Mtg Lore

Compêndio da Lore de Magic the Gathering

O DIÁRIO DE TANDE

Texto original
Arte utilizada na thumbnail: Dave Kendall

Embora o mago Tande seja talvez mais conhecido por suas reflexões sobre os princípios da consciência dos artefatos, esse diário em particular é muito mais pragmático – e ao mesmo tempo mais fantástico – do que seus outros escritos conhecidos. Os estudiosos divergem fortemente sobre se Tande e sua namorada Trebecia realmente visitaram Phyrexia, ou se toda a história é uma farsa ou um sonho particularmente intenso. De qualquer modo, Tande ficou de cama por quase dois anos com uma doença misteriosa na época em que escreveu essas páginas. – Taysir


Enquanto escrevo essas palavras, parece um milagre que minha mão aguente o peso da minha pena. Até algumas horas atrás, eu estava convencido de que as impressões do dia e da noite passada ficariam gravadas para sempre em minha mente. No entanto, as memórias irregulares e agudas começam a desaparecer. Talvez seja minha mente protegendo minha sanidade? Pois estou certo de que nenhum homem poderia ter essas imagens em sua mente e não se perder no horror. Devo registrar agora o que vi, enquanto ainda está claro.

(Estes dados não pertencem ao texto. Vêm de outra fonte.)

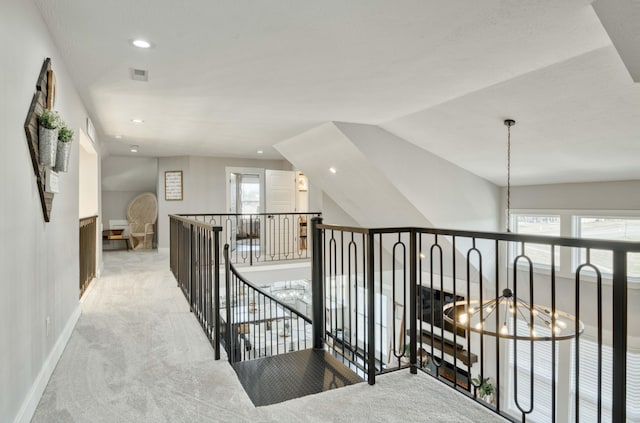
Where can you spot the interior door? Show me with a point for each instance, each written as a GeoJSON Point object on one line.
{"type": "Point", "coordinates": [281, 230]}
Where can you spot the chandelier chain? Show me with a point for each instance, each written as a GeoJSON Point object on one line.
{"type": "Point", "coordinates": [508, 178]}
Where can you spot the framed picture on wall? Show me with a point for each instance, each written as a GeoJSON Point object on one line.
{"type": "Point", "coordinates": [173, 185]}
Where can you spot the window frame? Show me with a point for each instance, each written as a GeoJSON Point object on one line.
{"type": "Point", "coordinates": [569, 257]}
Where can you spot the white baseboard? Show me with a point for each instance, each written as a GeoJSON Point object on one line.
{"type": "Point", "coordinates": [32, 399]}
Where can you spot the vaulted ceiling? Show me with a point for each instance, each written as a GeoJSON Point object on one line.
{"type": "Point", "coordinates": [231, 77]}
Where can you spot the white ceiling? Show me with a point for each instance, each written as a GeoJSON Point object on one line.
{"type": "Point", "coordinates": [230, 77]}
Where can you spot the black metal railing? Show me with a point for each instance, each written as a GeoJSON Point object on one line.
{"type": "Point", "coordinates": [88, 228]}
{"type": "Point", "coordinates": [195, 263]}
{"type": "Point", "coordinates": [260, 323]}
{"type": "Point", "coordinates": [391, 298]}
{"type": "Point", "coordinates": [261, 237]}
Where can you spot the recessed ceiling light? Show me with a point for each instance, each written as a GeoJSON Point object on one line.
{"type": "Point", "coordinates": [141, 43]}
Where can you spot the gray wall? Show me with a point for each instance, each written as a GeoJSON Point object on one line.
{"type": "Point", "coordinates": [38, 260]}
{"type": "Point", "coordinates": [204, 182]}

Dois dias atrás, eu estava entrando na minha sala de trabalho quando testemunhei meu amor, Trebecia, uma artífice como eu, atravessar um portal phyrexiano. Phyrexia, aquele terrível Plano, é um lugar que há muito tempo eu conheci, debati e discuti com outros artífices. Como e por que o portal foi aberto, ainda não sei, mas consegui me lançar antes que se fechasse.

E assim entrei no inferno.

Devo ter perdido a consciência, pois não me lembro de nada da passagem. Acordei deitado em uma cama de estranhas gavinhas prateadas. Se eu não estivesse usando várias camadas de roupas de lã, as bordas afiadas das folhas quase metálicas certamente teriam cortado minha pele. Assim, tive que abandonar minha túnica, rasgada em meus esforços para me livrar das plantas estranhas.

Olhei em volta, na tentativa de recuperar meu rumo. Mas como pode um homem são encontrar seu rumo em um mundo insano? Um céu cheio de fuligem descia sobre uma planície larga e empoeirada, manchada por amontoados de árvores oleosas que poderiam ser tão facilmente máquinas quanto plantas. Um pequeno riacho serpenteava por perto. Exceto por mim e pelo fluxo letárgico, essa planície era silenciosa, sufocante e imóvel; a onipresente névoa de sujeira engomava até o próprio ar, que deixava seu cheiro fétido como resíduo em minha boca.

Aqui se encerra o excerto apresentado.